This is the work that I've done.
The transformation between polar and rectangular coordinates can be expressed as: $x = r \cos \theta$, $y = r \sin \theta$.
Hence, $\frac{\partial x}{\partial r} = \cos \theta$.
Furthermore, we can write $r = \sqrt{x^2 + y^2}$ as part of the reverse transformation. Taking the partial derivative of this with respect to $x$, we have $\frac{\partial r}{\partial x} = \frac{x}{\sqrt{x^2 + y^2}} = \frac{x}{r} = \frac{r \cos \theta}{r} = \cos \theta$.
Have I made some mistake or is it correct that both of these partial derivatives are equal to $\cos \theta$? How can one interpret this fact?
Thank you for any insight!
Unfortunately, in the derivation of $\frac{\partial r}{\partial x},$ it does not make sense to substitute $x = r \cos \theta$ because you are viewing $r$ and $x$ as functions of $x$ and $y.$ In fact, it is actually true that for fixed $\theta,$ we have that$$\frac{\partial x}{\partial r} = \frac{1}{\frac{\partial r}{\partial x}}.$$
Proof.
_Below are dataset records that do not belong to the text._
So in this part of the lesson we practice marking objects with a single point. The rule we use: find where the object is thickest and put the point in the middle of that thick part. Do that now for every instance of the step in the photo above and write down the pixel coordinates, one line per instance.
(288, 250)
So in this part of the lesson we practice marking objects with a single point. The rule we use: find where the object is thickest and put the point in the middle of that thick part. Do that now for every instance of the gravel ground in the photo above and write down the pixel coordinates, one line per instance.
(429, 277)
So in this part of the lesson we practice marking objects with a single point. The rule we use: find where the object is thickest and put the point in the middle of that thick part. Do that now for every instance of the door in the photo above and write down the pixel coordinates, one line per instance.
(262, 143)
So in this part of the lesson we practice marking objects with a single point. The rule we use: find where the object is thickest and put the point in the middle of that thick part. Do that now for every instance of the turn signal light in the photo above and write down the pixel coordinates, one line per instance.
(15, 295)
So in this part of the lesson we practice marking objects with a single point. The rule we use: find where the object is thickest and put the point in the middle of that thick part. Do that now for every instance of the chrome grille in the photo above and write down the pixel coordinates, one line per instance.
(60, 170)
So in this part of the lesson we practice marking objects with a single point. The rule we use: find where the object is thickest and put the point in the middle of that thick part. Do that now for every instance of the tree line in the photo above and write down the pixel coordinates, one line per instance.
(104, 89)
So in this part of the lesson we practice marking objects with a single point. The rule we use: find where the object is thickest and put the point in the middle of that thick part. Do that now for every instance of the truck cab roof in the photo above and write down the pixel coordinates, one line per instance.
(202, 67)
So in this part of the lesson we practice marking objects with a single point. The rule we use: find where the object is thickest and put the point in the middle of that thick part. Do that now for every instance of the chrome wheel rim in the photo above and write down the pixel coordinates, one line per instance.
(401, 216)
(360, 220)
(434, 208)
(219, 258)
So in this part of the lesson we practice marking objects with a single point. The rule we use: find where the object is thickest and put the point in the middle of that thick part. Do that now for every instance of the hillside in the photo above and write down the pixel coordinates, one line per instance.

Using implicit differentiation on $x = r \cos \theta,$ we have that $$1 = \frac{\partial}{\partial x} x = \frac{\partial}{\partial x} r \cos \theta = \cos \theta \frac{\partial}{\partial x} r = \cos \theta\frac{\partial r}{\partial x}.$$ Crucially, we are viewing $x$ and $r = r(x, y)$ as functions of $x$ and $y$ with $\theta$ constant. QED.